A hardy grain that has adapted well to Montana’s cool climate, high altitudes, and scant rainfall. In Montana, all barley is planted in the spring, stalks produce only a few leaves before forming a spike, or head. The heads develop seeds, there are usually six rows of seeds (although some varieties of barley only have two rows). Once the seeds are fully mature, the plant dies, and starts to dry out, the fields will be light gold before they are harvested. Barley fields are usually a much lighter gold than wheat fields. Barley does well both under irrigation and as a dryland crop.


Almost all of Montana’s barley is used either for livestock feed or turned into malt for beer. Some is used for human consumption in cereals and bread. Barley can also be harvested while still green for hay, or left in the field for livestock pasture. To make barley malt for beer, cereals, and malted milkshakes, producers store the grain in water until roots start to sprout. The seeds are then dried and crushed. The crushed seeds are added to warm water, which pulls out the sugars. The water is boiled to make malt syrup, and the left-over crushed seeds make excellent livestock feed.

Central Montana Barley

Scientific Name

Hordeum vulgare

Growing Season

Planted late April, early May. Harvested August.
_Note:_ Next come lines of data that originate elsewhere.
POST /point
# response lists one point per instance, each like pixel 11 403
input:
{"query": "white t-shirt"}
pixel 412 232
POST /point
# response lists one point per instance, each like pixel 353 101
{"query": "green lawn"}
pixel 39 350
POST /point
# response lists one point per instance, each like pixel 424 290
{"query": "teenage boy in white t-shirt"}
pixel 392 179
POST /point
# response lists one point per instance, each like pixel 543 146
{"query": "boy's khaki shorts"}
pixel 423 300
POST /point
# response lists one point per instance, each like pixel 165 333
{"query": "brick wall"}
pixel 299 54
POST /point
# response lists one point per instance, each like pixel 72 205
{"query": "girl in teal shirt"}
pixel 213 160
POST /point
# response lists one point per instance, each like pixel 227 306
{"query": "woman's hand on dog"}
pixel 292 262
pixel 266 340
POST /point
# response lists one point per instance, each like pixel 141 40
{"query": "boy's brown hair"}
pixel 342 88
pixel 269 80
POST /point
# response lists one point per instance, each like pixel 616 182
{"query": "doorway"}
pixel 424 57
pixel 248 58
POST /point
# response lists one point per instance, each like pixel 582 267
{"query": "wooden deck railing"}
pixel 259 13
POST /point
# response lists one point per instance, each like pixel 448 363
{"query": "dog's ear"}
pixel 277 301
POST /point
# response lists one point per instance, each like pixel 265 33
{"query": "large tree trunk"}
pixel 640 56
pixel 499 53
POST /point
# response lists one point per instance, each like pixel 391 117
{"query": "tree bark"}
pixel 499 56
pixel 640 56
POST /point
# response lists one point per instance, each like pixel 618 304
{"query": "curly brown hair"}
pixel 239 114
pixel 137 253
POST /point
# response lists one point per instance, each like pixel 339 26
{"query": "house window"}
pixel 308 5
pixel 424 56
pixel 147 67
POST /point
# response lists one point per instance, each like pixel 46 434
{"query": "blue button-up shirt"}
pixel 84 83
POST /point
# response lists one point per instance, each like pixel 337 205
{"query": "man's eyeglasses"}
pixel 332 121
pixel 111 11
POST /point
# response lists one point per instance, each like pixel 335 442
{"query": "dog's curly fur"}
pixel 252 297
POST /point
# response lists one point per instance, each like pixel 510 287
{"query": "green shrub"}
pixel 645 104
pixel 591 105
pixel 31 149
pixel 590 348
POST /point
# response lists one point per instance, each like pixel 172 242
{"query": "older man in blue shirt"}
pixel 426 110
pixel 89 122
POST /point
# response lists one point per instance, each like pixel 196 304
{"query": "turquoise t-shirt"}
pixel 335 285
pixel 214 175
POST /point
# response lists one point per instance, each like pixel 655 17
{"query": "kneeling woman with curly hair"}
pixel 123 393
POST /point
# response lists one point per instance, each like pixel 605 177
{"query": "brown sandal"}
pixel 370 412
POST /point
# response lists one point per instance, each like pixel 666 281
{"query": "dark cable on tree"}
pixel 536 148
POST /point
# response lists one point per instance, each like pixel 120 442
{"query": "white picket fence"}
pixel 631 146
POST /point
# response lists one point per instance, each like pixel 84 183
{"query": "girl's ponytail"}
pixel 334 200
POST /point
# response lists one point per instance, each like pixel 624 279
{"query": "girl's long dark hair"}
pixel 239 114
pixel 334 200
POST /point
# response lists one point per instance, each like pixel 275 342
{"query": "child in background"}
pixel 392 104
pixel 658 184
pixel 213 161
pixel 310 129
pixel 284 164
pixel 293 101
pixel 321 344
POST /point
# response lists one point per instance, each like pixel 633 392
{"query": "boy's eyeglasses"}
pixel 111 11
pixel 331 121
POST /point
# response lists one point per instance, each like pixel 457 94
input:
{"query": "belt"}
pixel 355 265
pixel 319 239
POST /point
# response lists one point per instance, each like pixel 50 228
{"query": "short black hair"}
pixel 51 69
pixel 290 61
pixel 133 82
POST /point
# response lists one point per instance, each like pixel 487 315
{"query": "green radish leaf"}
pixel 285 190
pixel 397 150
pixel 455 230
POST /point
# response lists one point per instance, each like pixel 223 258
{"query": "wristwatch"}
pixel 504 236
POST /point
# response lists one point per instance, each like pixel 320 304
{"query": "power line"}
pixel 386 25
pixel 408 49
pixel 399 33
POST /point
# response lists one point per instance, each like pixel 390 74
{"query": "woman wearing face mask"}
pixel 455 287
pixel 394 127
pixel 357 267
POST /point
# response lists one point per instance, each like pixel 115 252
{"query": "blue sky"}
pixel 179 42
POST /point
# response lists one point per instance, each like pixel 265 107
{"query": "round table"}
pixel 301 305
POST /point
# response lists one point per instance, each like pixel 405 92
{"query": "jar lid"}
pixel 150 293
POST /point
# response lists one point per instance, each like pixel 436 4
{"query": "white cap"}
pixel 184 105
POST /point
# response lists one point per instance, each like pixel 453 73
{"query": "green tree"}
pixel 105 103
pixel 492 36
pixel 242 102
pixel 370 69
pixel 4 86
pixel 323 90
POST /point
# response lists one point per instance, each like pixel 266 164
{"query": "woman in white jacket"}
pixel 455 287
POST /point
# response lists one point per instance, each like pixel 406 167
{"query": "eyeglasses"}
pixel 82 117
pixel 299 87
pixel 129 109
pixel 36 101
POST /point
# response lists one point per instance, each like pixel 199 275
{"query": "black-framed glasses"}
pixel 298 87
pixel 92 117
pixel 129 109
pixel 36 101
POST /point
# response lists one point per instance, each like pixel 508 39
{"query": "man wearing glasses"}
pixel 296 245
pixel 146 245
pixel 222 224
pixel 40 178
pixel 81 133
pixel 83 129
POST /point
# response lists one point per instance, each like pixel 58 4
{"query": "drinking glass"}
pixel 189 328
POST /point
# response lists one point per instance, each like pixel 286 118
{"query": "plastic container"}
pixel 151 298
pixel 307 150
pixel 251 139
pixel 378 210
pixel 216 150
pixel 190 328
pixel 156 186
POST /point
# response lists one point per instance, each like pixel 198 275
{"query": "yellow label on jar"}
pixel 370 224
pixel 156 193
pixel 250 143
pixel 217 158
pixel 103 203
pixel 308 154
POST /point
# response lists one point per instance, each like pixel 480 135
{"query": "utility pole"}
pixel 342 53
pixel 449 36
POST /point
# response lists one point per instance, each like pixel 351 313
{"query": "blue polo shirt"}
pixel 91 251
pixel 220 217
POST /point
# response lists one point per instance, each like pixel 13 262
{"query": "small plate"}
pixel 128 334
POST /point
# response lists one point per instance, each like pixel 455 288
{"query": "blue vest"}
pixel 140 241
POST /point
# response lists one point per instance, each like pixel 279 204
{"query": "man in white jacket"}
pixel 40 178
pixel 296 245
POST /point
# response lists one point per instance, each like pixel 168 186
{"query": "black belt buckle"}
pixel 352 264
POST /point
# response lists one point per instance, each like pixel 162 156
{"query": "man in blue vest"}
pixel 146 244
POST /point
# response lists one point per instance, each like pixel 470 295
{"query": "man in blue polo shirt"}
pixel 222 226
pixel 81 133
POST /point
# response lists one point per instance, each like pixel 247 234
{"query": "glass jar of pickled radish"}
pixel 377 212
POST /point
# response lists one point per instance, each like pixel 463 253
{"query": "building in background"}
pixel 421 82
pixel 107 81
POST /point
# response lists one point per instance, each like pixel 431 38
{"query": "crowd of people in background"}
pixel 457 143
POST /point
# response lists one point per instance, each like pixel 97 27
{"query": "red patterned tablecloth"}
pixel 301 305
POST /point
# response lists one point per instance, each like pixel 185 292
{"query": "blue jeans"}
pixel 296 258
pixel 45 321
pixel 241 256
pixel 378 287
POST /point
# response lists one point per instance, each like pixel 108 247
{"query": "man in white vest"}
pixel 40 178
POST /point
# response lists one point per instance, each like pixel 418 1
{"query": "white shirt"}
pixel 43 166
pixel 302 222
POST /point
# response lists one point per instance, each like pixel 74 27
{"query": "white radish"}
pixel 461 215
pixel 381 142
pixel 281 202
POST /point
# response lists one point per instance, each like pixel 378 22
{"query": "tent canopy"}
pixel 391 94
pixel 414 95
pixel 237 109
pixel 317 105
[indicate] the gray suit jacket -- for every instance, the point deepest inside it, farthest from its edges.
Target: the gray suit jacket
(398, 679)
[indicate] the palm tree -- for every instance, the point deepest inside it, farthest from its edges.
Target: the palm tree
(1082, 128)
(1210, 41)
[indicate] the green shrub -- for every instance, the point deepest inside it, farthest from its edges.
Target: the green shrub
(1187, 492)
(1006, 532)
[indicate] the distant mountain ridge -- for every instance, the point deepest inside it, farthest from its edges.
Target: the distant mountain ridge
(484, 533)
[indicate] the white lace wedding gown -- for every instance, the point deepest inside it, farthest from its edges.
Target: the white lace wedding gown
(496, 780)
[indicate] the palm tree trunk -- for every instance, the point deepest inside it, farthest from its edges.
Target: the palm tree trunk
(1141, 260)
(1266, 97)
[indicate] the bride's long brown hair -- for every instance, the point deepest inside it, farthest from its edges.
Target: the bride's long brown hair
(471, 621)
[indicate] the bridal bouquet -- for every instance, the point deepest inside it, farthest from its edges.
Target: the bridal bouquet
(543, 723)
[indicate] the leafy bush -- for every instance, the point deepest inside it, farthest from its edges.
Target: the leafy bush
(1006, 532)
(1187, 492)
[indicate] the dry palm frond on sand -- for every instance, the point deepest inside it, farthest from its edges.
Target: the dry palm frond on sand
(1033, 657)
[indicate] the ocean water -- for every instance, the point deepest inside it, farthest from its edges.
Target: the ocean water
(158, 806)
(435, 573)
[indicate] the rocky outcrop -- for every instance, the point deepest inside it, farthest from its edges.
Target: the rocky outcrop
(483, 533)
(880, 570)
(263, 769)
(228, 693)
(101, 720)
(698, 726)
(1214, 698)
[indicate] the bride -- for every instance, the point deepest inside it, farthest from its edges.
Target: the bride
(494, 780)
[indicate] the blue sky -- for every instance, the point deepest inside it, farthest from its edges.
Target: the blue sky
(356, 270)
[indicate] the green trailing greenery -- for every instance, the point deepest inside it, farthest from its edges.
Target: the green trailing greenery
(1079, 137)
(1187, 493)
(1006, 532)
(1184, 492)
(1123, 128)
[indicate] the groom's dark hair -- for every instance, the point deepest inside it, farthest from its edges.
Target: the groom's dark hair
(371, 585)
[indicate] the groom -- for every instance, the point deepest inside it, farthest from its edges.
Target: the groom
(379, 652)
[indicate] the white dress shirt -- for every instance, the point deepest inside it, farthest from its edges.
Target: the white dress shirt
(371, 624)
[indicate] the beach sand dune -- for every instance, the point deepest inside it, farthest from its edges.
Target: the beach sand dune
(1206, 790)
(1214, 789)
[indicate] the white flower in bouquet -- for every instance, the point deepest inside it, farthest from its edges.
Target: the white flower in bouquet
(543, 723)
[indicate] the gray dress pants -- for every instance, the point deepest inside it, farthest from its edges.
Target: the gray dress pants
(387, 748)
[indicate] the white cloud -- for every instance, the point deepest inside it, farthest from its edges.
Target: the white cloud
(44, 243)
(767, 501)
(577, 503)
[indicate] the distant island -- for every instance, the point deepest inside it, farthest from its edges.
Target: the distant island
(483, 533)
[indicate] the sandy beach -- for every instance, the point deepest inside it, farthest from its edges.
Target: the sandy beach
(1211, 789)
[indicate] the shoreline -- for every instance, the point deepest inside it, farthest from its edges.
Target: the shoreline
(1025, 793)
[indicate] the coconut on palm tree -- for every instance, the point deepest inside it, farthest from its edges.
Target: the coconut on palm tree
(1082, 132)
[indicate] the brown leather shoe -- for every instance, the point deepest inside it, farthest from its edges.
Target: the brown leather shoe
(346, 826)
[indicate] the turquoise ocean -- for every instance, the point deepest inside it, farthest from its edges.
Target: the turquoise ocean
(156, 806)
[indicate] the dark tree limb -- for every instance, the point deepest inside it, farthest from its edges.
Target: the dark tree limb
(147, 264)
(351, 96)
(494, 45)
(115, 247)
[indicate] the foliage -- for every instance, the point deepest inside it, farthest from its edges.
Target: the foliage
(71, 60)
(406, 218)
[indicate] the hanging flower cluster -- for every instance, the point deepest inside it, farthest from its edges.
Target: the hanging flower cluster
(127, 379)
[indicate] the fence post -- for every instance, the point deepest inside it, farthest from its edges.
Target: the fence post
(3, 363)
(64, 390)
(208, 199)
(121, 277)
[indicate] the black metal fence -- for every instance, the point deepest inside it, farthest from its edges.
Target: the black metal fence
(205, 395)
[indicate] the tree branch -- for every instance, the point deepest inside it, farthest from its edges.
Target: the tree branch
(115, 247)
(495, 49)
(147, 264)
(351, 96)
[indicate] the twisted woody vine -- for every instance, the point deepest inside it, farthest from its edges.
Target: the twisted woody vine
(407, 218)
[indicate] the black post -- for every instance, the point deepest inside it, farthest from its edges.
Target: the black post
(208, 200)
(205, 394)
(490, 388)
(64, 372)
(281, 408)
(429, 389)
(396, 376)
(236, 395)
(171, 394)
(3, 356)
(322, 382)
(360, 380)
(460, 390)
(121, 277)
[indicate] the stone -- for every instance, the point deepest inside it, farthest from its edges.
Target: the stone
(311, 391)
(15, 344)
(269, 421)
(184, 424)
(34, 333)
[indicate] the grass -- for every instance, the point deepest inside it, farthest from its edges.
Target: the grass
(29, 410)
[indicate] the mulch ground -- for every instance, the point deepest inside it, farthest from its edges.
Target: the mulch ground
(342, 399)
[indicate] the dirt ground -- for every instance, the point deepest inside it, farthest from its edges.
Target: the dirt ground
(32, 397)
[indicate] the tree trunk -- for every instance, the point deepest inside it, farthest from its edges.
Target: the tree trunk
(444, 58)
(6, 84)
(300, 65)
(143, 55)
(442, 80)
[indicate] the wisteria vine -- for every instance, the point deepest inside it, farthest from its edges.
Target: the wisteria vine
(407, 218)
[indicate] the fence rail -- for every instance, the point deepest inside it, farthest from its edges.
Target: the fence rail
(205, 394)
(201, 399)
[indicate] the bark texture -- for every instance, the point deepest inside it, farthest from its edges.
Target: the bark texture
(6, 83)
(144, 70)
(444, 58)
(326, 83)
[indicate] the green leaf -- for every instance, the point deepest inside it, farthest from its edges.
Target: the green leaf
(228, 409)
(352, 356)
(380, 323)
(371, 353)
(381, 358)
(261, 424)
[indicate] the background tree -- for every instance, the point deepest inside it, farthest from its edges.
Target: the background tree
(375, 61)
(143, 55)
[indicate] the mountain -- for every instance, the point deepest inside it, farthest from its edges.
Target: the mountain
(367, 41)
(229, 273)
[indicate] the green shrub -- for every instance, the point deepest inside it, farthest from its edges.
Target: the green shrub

4.458 million bushels in Cascade, Chouteau, and Judith Basin Counties. 44.820 million bushels in all of Montana.

Did You Know?

  • Montana produces over 20% of all the barley grown in the U.S.
  • Montana is the 3rd largest producer of barley in the U.S.
  • Fairfield, Montana, in Teton County, calls itself the “Malting Barley Capital of the World.”
  • A bushel of barley equals 48 pounds.
  • An inch used to be defined as equaling 3 barley kernels.